I have a niterider 700 LED pro. Works great. I just hate the weight of the battery and having to charge it. During overnight Rando or ultra distance rides, its kinda pain to haul it out of the trunk bag, hook it up etc. The newer NiteRider lights have the capability of being hooked up to a PC and programming your own light patterns/brightness (you can have up to 5 brightness levels per profile). At each level the profile, it tells you the approx. time the battery will last. IE: for xxx lumens and an 8 cell battery, you will have xx hours of lighting. The amount of light this thing can produce and full brightness is nothing short of extreme; cars will flash you thinking you have a bright on. They also have a 1400 model - for people who do off road night riding/racing.

This spring I bought a SonDelux hub and ES Pro asymmetrical light. The light is powered by the front hub while pedaling. While the light is on, I really don't notice any additional resistance at all.
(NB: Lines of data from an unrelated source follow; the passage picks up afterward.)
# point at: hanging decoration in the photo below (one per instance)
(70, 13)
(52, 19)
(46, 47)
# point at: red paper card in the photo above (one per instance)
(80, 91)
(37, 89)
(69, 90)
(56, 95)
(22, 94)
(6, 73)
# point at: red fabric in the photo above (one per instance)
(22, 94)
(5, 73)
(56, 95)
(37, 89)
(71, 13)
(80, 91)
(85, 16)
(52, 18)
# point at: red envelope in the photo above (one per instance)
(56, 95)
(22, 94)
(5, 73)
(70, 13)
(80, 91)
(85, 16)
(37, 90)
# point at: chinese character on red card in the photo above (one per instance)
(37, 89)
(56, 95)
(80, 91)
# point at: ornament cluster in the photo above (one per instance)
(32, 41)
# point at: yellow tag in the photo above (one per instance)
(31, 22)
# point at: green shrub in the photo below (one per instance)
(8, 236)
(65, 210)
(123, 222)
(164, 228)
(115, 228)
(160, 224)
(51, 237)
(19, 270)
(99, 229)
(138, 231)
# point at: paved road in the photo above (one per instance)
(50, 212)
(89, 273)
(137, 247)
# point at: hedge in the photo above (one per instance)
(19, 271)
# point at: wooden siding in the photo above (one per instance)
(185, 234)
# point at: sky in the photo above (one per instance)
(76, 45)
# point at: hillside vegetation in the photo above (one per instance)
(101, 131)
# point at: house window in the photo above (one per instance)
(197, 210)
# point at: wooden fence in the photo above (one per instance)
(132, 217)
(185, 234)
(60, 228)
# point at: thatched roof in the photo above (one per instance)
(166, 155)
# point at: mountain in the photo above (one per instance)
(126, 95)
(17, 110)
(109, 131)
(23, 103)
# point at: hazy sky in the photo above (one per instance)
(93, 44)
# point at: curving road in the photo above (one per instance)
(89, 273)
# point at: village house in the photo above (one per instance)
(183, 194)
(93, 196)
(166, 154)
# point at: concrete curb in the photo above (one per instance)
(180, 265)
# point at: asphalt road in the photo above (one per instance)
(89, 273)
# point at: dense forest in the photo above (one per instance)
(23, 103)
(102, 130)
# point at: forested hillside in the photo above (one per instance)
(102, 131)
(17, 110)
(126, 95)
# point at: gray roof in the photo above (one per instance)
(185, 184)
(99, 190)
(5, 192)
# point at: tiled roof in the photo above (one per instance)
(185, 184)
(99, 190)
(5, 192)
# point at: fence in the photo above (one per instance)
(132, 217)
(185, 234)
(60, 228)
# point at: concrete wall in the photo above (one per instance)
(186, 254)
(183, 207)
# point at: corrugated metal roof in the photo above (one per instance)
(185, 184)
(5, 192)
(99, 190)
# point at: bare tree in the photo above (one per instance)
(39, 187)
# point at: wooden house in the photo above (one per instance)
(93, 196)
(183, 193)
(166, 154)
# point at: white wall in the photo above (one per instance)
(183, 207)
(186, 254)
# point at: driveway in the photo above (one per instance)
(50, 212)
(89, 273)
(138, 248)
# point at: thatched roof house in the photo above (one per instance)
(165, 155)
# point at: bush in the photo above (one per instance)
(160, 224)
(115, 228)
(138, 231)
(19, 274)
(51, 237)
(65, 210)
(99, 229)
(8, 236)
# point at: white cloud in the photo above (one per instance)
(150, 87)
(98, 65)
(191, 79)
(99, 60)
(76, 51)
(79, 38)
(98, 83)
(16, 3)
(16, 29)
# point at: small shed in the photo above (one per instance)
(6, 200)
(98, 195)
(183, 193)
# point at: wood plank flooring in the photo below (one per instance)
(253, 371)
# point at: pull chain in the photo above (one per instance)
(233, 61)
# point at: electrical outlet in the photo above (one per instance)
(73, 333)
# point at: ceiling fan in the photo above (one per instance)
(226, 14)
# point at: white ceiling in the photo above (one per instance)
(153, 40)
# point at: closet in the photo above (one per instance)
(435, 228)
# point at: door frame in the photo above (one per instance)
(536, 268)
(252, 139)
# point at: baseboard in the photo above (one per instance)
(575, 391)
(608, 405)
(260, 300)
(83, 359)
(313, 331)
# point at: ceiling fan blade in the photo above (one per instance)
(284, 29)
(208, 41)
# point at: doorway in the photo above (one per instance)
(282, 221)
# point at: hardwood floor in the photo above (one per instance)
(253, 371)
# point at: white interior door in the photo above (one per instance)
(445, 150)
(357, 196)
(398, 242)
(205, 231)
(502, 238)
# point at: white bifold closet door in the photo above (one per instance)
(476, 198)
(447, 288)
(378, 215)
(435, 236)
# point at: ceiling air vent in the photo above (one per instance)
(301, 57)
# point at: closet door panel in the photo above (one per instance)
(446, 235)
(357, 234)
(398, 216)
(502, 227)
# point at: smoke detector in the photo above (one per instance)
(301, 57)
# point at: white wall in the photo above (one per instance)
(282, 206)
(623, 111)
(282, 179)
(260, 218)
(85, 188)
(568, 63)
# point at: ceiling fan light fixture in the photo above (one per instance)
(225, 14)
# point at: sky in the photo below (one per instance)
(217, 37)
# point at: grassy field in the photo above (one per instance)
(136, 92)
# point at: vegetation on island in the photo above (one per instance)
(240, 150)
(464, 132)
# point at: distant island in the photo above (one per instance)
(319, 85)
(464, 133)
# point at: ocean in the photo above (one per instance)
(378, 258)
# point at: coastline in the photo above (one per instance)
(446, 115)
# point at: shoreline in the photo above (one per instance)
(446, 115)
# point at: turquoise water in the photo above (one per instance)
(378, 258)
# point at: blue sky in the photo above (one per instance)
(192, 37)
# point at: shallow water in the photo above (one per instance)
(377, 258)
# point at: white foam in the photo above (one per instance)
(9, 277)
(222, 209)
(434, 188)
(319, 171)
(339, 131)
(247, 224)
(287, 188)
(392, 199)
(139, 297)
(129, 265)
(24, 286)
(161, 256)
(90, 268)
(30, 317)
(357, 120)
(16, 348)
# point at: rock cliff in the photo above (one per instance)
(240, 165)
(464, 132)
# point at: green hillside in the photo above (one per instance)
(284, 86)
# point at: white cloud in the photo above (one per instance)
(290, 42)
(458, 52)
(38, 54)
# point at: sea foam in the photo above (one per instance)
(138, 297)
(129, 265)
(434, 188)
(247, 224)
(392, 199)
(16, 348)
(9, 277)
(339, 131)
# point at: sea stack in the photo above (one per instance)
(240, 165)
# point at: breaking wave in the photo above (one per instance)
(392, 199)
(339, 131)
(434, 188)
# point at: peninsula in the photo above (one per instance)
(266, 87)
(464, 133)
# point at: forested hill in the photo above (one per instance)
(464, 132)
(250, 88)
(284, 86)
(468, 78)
Light comes on around 1-2 MPH, fairly bright around 7-8, full brightness above 10. Its comparable to a low beam on a motorcycle. I love it. Zero complaints. My headlight and tail light are both LED and powered from the hub, so in theory it shouldn't break on me. For Rando rides, it's best to have redundant systems, so I carry a strap on AA battery front and rear lights incase something bad were to happen so I don't get DQ'd. But for normal riding, not needed at all.

Here's what some of the beams look like for comparison: http://www.peterwhitecycles.com/headlights
.asp

Again, neither of these options are on the cheap side, but form experience both work well (esp. the hub powered since you don't need to mess with batteries) and both will light up the street leaving zero doubt where holes, etc are.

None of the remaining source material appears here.